Location: Balassi Hungarian Institute (Istanbul, TUR)
Format: Algorithmic Installation 
Year: 2019

Origins

Lately we’ve been asked to propose an artwork as a contribution for an exhibition on the 100th anniversary of the Bauhaus. Endre Lehel von Paks, the curator is an expert art historian in light related art, mixed, new media and the like, so he was asking us if we can contribute with something that is related to light, space, sound, and anything in-between. Since we have made projects together with Budapest Music Center that are focusing on the philosophy and aesthetics of the Bauhaus, we were very interested to take part in the process. One of our recent pieces that's called Moment’s Notice was also dealing with this artistic approach, especially focusing on the imagery and visual concepts of László Moholy Nagy. However this piece was a kind of visualization for live performance, made by musicians, so we had to think over the whole process and decided to turn its pieces into a complete audiovisual installation, including sound, movements and the visual appearance. 

Description

The term floating point refers to the fact that a number's radix point can "float"; that is, it can be placed anywhere relative to the significant digits of the number. This position is indicated as the exponent component, and thus the floating-point representation can be thought of as a kind of scientific notation. Instead of numbers and math, the piece investigates what if we are dealing with similar, proportional transitions in music, sound and spatial imagery? How do we interpolate over from one state to the other? What are the key characteristics of such movements?

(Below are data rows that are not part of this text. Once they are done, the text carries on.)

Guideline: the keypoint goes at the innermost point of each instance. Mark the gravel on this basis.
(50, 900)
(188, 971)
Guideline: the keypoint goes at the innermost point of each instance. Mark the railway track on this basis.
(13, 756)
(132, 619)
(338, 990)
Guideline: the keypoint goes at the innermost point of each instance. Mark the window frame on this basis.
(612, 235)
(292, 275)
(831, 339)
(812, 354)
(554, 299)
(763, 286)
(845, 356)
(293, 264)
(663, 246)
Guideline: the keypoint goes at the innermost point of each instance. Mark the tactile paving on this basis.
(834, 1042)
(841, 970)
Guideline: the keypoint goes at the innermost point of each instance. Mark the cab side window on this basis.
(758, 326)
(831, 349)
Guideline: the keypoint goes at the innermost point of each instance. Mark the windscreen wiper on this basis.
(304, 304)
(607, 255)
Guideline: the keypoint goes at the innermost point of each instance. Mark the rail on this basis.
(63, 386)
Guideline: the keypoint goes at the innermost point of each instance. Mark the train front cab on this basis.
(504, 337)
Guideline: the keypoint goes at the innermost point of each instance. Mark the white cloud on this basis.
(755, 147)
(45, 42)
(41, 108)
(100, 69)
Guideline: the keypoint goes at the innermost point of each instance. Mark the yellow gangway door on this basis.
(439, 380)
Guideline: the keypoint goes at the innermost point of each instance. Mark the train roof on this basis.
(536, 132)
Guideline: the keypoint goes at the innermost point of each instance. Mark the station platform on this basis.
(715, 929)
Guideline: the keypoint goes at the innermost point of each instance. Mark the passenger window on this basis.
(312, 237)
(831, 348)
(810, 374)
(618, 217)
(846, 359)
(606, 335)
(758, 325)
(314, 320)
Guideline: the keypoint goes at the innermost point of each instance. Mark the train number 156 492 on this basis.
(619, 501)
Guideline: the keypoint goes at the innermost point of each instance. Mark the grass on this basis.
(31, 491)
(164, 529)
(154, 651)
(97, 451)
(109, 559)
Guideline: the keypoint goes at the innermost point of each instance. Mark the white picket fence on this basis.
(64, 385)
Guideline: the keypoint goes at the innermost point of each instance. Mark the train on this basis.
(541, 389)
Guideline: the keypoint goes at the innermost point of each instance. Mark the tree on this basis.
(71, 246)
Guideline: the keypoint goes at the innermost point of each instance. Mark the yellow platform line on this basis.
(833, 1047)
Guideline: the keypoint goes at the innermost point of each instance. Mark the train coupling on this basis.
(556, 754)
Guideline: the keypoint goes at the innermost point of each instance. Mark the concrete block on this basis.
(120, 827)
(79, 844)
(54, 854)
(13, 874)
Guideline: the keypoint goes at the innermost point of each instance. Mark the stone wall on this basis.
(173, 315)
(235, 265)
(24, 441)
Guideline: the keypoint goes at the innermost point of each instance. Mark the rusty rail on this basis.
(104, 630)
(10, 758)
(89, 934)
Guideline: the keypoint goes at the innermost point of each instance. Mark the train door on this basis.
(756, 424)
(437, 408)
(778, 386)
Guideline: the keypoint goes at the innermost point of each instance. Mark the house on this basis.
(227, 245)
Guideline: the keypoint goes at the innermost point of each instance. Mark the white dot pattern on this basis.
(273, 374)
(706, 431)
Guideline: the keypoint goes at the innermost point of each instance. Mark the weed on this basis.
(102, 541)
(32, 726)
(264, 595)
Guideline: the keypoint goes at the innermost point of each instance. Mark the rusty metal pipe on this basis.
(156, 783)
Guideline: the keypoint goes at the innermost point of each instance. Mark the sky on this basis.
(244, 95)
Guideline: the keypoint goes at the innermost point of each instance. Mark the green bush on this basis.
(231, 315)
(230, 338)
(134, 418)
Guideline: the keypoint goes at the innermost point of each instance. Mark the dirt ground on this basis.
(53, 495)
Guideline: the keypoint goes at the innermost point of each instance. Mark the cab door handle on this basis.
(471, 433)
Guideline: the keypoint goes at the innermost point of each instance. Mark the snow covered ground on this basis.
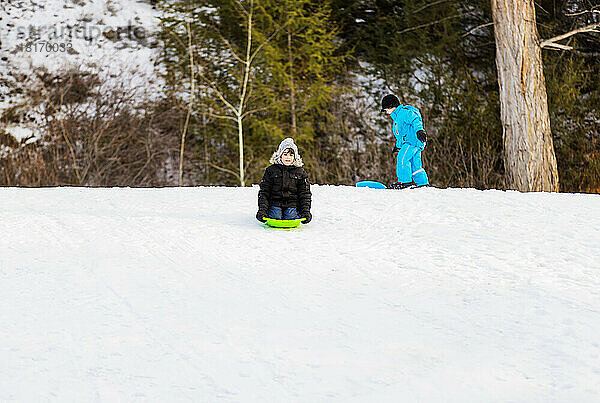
(387, 296)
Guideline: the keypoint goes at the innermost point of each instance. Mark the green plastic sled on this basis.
(272, 222)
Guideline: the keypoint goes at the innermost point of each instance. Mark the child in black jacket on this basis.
(284, 189)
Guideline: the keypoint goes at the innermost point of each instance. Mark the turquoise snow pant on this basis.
(409, 166)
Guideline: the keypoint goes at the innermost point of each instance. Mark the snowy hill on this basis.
(387, 296)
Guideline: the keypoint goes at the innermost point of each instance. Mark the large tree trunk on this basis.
(529, 157)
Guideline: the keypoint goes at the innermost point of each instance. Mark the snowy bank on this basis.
(387, 296)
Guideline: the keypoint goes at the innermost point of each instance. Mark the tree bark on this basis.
(292, 87)
(529, 157)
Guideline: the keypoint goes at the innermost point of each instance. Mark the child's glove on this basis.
(260, 216)
(307, 217)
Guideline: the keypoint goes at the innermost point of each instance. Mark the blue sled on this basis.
(370, 184)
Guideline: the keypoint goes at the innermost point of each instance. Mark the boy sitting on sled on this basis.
(284, 189)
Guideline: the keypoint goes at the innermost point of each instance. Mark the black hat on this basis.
(389, 101)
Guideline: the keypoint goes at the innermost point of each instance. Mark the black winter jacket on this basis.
(285, 186)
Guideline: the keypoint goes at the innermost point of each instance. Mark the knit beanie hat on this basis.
(284, 145)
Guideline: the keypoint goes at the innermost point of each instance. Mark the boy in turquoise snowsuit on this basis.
(407, 127)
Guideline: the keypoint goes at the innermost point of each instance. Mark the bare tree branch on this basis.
(429, 23)
(435, 3)
(476, 28)
(551, 42)
(192, 90)
(229, 171)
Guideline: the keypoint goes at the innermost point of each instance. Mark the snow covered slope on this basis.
(387, 296)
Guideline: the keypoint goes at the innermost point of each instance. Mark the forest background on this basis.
(243, 75)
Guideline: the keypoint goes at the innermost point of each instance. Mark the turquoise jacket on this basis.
(407, 122)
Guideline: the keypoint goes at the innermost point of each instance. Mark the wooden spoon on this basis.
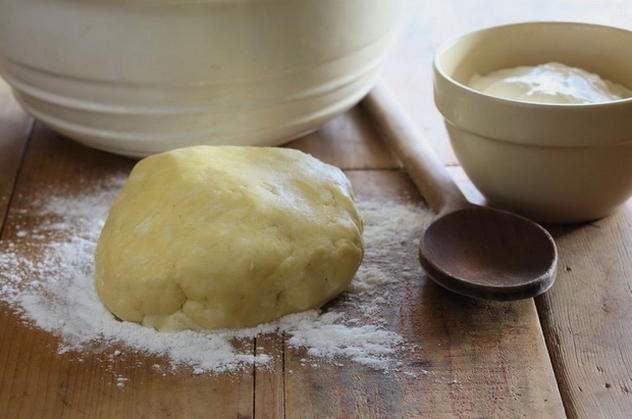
(469, 249)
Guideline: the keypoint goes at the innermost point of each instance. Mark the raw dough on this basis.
(225, 237)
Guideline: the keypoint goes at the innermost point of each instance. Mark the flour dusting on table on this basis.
(46, 275)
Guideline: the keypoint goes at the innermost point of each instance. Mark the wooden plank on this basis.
(472, 359)
(587, 315)
(35, 381)
(349, 142)
(269, 382)
(15, 126)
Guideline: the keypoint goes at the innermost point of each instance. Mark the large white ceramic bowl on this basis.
(137, 77)
(555, 163)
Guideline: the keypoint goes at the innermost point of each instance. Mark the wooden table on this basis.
(567, 353)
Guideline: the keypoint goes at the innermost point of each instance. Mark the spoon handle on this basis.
(424, 167)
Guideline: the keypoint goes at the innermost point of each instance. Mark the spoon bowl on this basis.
(486, 253)
(469, 249)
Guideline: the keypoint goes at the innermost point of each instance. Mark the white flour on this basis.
(46, 274)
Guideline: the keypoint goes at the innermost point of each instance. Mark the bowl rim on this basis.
(524, 103)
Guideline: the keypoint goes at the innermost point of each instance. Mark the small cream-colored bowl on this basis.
(555, 163)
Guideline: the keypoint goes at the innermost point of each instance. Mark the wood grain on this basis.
(35, 381)
(15, 126)
(587, 315)
(472, 360)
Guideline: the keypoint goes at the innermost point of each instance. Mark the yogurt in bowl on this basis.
(549, 83)
(553, 162)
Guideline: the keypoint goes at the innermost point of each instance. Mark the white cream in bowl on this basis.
(549, 83)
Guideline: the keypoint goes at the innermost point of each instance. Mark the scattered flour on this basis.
(46, 275)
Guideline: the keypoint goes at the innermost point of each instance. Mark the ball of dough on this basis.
(226, 237)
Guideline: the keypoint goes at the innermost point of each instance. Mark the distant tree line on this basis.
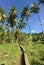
(9, 20)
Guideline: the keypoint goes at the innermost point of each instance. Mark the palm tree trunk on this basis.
(0, 39)
(30, 32)
(40, 23)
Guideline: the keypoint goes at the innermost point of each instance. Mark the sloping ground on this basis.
(9, 54)
(35, 53)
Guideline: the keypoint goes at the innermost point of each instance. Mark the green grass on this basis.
(9, 54)
(35, 53)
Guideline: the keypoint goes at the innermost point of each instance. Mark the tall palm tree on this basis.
(25, 14)
(12, 18)
(35, 9)
(2, 20)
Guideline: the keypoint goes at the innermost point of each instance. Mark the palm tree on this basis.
(25, 14)
(12, 18)
(35, 9)
(2, 20)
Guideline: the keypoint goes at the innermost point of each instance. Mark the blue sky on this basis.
(33, 20)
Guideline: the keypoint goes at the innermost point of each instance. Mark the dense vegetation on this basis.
(11, 36)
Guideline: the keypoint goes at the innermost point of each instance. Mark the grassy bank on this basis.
(9, 54)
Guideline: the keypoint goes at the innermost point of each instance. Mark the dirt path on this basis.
(24, 59)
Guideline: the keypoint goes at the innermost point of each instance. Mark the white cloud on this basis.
(33, 31)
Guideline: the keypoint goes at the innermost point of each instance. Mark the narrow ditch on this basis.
(22, 56)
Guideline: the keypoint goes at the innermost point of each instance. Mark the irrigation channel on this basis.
(24, 59)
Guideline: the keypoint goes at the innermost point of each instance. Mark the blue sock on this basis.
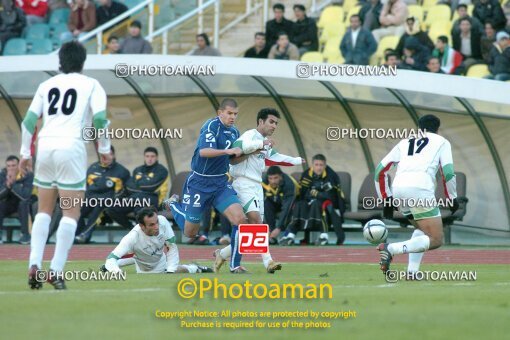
(179, 215)
(235, 258)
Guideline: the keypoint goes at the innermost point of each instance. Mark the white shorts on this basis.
(417, 202)
(250, 195)
(61, 163)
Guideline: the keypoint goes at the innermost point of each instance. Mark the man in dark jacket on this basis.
(369, 14)
(279, 195)
(358, 43)
(499, 58)
(304, 35)
(321, 203)
(490, 10)
(106, 180)
(12, 22)
(415, 55)
(148, 182)
(15, 193)
(108, 10)
(278, 25)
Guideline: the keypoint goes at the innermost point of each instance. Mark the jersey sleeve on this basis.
(447, 171)
(98, 108)
(381, 173)
(29, 123)
(126, 246)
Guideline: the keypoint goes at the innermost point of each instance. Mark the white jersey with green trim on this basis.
(418, 161)
(66, 103)
(148, 250)
(253, 167)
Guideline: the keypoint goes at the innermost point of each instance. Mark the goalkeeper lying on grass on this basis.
(152, 243)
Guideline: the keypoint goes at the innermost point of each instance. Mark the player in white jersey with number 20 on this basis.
(417, 160)
(67, 103)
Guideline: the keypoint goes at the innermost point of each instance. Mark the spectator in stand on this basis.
(260, 49)
(412, 28)
(499, 59)
(369, 14)
(486, 10)
(392, 19)
(135, 43)
(433, 65)
(467, 42)
(463, 13)
(304, 35)
(358, 43)
(277, 25)
(113, 46)
(448, 57)
(204, 47)
(487, 41)
(12, 22)
(108, 10)
(81, 20)
(284, 49)
(415, 55)
(35, 10)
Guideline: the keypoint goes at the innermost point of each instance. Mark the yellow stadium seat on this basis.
(312, 57)
(478, 71)
(416, 11)
(332, 48)
(390, 41)
(437, 13)
(348, 4)
(331, 14)
(352, 11)
(470, 12)
(332, 30)
(440, 28)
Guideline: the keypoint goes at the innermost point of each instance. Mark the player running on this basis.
(418, 162)
(66, 103)
(247, 173)
(207, 183)
(147, 241)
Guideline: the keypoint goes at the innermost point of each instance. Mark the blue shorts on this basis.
(200, 192)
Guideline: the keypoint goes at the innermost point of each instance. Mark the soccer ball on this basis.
(375, 231)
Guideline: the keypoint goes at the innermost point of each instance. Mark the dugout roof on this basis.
(474, 113)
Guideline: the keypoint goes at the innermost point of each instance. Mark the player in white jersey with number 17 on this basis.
(247, 173)
(417, 160)
(67, 103)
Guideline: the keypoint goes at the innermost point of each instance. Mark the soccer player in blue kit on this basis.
(208, 183)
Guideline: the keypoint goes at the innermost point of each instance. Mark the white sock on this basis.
(415, 245)
(65, 239)
(415, 258)
(226, 252)
(40, 230)
(126, 262)
(192, 268)
(266, 258)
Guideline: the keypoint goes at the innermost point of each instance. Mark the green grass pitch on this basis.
(126, 310)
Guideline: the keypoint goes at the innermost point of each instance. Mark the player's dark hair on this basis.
(274, 170)
(71, 57)
(266, 112)
(206, 38)
(150, 149)
(319, 157)
(228, 102)
(430, 123)
(12, 158)
(443, 38)
(279, 6)
(145, 212)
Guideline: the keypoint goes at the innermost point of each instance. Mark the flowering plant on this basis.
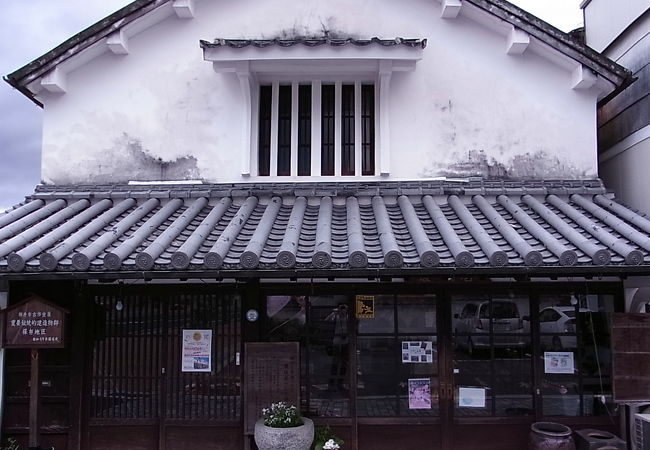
(282, 415)
(325, 439)
(331, 445)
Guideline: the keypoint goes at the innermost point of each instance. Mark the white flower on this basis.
(331, 445)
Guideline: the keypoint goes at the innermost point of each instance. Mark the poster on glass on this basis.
(419, 393)
(197, 351)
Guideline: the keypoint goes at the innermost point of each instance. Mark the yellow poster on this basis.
(365, 306)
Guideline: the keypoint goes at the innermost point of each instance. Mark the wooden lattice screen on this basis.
(136, 364)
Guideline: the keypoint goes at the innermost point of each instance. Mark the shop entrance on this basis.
(449, 368)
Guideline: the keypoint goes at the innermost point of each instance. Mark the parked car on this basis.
(472, 327)
(561, 320)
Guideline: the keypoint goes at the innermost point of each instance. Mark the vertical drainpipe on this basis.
(4, 298)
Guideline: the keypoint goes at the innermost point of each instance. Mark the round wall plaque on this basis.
(252, 315)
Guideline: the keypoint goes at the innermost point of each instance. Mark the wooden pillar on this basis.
(34, 400)
(80, 347)
(4, 298)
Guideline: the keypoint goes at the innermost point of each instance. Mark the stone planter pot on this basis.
(295, 438)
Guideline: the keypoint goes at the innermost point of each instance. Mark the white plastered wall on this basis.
(469, 108)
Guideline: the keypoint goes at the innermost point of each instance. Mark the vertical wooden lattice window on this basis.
(284, 131)
(347, 129)
(346, 115)
(304, 130)
(264, 142)
(368, 129)
(327, 130)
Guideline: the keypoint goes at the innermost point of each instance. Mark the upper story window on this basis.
(315, 107)
(316, 128)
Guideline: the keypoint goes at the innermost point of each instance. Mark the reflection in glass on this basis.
(576, 325)
(492, 356)
(417, 314)
(397, 368)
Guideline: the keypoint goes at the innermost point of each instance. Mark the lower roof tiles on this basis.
(430, 226)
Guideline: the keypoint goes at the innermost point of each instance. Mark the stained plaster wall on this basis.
(469, 108)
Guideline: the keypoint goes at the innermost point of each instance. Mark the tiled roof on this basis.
(430, 226)
(312, 42)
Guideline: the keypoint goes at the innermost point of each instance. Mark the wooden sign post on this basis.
(34, 323)
(271, 374)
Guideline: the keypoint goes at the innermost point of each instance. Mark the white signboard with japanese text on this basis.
(558, 362)
(417, 352)
(196, 351)
(471, 397)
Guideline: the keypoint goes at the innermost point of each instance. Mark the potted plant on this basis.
(283, 428)
(325, 439)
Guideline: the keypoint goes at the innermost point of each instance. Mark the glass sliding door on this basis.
(492, 368)
(397, 357)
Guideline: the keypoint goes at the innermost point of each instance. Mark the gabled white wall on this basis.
(605, 20)
(469, 108)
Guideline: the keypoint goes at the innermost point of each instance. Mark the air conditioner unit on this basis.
(641, 432)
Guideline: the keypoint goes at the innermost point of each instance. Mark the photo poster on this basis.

The 3d visual space can be observed by the audience, they can interrupt the automation at any time by moving into the installation space. Participants are free to explore the sonic and visual components, generated by the underlying automations. Floating point merits from a diverse set of inspirations, from ancient methods of space filling techniques through the traditions of the interdisciplinary Bauhaus philosophy and visual language made by avant garde artists, to the extremities of fluxus and graphical music notation. Practically its overall existence is based on a tension between a set of some predefined rules that are contradicting an open ended flow, an incomplete causality of improvisational processes by many independent components. The musical composition is based on some machine learning algorithms (see below). The system iterates over the different possibilities of a musical connection between different melodies. This sort of melody interpolation creates a very vivid and emotionally complex sonic environment. The whole process leads to a strange, creative engagement between the raises of the artificial system and the cognitive condition of the human audience.   

Process 

early sketches

As usual, part of our creative process was sketching, trying out new ideas to see whether they work or not. This type of iterative design led to a lot of different results both in visuals and sounds. The starting point of the color palettes was the colors used by Moholy-Nagy within his paintings. Then, we were playing around with the shapes, forms and configurations that can be found in his (and other bauhaus related constructivist) works. We did this process before, in the work with live performers, but we also investigated some new algorithms and methods to bring in the scope. Also, speaking of audio, we were able to leave all the machine listening process behind (since we are generating the audio part, too). So we were able to focus more into the fields of algorithmic music creation. We were using a Kinect depth camera for user interaction. Also, we developed a custom software for the visual system in openFrameworks. The processes, changes temporal shifts are all automated. The sonic environment is made with Magenta and PureData

Visual components


installation view

The visual structure of Floating Point consists of different scenes that can be turned into each other smoothly. These scenes are representing different kinds of abstract, algorithmic ways to organize lines, growth, behaviours and filling of space. Thus, it can be thought of as an architectural system instead of a digital painting machine. The depth of space is important: certain events are affecting the positions, perspectives and conditions of the visual elements. All components are interconnected with the sounds, where tiny fragments, onset events or more abstract musical components are shaping the parameters of the visible domain. 

Sound

The sounds are created in a way where there is no repetition, looping, or larger fragment that have happened before. The basic components are percussion, bass and some harmonic structure synth. On one hand, their timbre is continuously shifted and modulated over time. On the other hand, melody creation is something where machine improvisation comes into the scene. We are using special neural networks (Variational AutoEncoders, VAE) provided by the open source Magenta project in order to create the melody progression. We were generating some basic, short melodies as a starting point. Then, we let the network to interpolate between those melodies. The network is pretrained on several monophonic melody progressions within different scales, and it is trying to find the most accurate answer for a certain point in the interpolation process. It raises questions about how humans can cooperate with artificial creative systems: in this case, a human composer provides some constraints, and the machine tries to improvise, based on its knowledge, that comes from its dataset.

Conclusion

Thanks to the lovely people at Balassi Institute Istanbul, we were able to install the piece and show it to a new, diverse audience. It was really nice to see that finally the piece is balancing on a state that is in between high-end artistic phenomena and more open, everyday entertaining setup. If one starts to experience a thing like this, questions arise, such as: is it these audible sounds, visible moving shapes that form a whole as an art piece? Or, is it about the whole experience where playfulness, mood, set and setting, mental position of the audience also take part?